Source diversity	2	3 sources, all in-family: 2 Anthropic + 1 internal. No academic, practitioner, or community sources. The process is internally designed, which limits external source availability, but related work on multi-agent research patterns exists in academic literature.
Cross-topic coherence	4	Distinct scope (methodology overview) that complements the full deep_research skill directory without contradiction. Slight risk: claims about “bounded iteration” and “effort scaling” are general here but detailed in the skill files — an agent loading both gets some redundancy. No outright conflicts.
Freshness	stable	Process design patterns and orchestrator-worker topology are stable. Effort level design is process-specific and changes with the skill, not with external factors. Anthropic source references are 2025-era and still current.

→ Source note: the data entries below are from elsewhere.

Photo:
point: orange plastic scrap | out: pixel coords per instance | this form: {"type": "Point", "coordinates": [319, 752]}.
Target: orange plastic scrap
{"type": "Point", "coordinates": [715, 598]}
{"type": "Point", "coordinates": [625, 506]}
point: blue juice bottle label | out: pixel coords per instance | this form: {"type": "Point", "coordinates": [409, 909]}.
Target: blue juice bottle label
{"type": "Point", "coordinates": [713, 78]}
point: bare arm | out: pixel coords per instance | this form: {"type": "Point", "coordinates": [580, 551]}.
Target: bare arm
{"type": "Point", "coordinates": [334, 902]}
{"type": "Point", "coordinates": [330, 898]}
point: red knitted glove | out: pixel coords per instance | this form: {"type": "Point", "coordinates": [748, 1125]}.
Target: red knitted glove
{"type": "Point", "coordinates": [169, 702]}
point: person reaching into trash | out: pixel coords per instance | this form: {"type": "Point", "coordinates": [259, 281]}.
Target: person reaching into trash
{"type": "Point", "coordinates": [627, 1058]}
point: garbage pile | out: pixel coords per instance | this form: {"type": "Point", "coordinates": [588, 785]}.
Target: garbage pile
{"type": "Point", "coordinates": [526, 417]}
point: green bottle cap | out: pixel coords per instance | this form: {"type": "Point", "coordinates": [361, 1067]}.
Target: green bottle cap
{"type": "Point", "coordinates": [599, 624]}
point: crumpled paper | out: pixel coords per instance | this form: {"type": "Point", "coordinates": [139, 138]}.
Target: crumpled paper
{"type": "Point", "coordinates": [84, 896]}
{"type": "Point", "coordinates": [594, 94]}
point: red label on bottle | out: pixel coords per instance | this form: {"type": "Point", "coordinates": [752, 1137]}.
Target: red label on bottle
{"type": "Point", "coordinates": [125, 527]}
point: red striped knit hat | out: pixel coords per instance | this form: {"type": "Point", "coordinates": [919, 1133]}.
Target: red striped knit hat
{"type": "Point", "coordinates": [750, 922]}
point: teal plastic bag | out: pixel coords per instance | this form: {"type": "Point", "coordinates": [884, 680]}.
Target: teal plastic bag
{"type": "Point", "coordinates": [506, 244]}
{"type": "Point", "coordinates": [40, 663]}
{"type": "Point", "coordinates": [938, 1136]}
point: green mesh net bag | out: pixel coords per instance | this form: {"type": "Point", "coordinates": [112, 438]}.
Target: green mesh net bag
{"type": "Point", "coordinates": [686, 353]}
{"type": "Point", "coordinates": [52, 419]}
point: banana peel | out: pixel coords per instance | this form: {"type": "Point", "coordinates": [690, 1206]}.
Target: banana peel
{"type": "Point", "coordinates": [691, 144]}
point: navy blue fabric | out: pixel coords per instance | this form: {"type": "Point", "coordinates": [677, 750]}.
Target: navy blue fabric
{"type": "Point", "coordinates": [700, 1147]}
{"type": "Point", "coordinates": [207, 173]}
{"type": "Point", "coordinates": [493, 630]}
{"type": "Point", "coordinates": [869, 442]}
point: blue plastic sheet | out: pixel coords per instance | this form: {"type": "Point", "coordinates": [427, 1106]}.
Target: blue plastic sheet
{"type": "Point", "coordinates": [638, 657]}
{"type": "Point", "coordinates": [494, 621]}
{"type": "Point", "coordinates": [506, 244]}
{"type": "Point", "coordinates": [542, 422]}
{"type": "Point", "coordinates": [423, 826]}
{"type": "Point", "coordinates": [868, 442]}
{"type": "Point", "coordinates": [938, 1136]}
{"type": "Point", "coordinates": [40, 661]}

Composite: (3 + 3 + 3 + 2 + 4) / 5 = 3.0 — Adequate

Floor rule triggered: Source diversity = 2. File should be flagged for source diversity improvement and for signal density/coverage tightening. The Detailed Analysis section’s redundancy with Key Principles is the main density drag.

Calibration Summary

File	Signal	Action	Coverage	Sources	Coherence	Freshness	Composite	Floor
signal_to_token	5	5	4	4	5	stable	4.6	Pass
convergence_model	4	4	5	2	5	durable	4.0	FAIL (sources)
deep_research_methodology	3	3	3	2	4	stable	3.0	FAIL (sources)

Calibration observations:

Scores are differentiated — the rubric produces meaningful spread (3.0 to 4.6), not clustering around 4. This is desirable.
Source diversity is the systemic weak axis — both lower-scoring files fail on sources. This reflects the reality that many context files are synthesized from limited source types. The rubric correctly identifies this as a quality risk.
Signal density correlates with format — files using tables as primary format (signal_to_token) score higher than prose-heavy files (deep_research_methodology). This aligns with the signal-to-token principles themselves.
The floor rule works — convergence_model has a strong composite (4.0) but the source diversity = 2 correctly flags a real weakness. Without the floor rule, this file would pass unchallenged.
Freshness categorization is useful — volatile/stable/durable provides actionable review scheduling information beyond the numeric scores.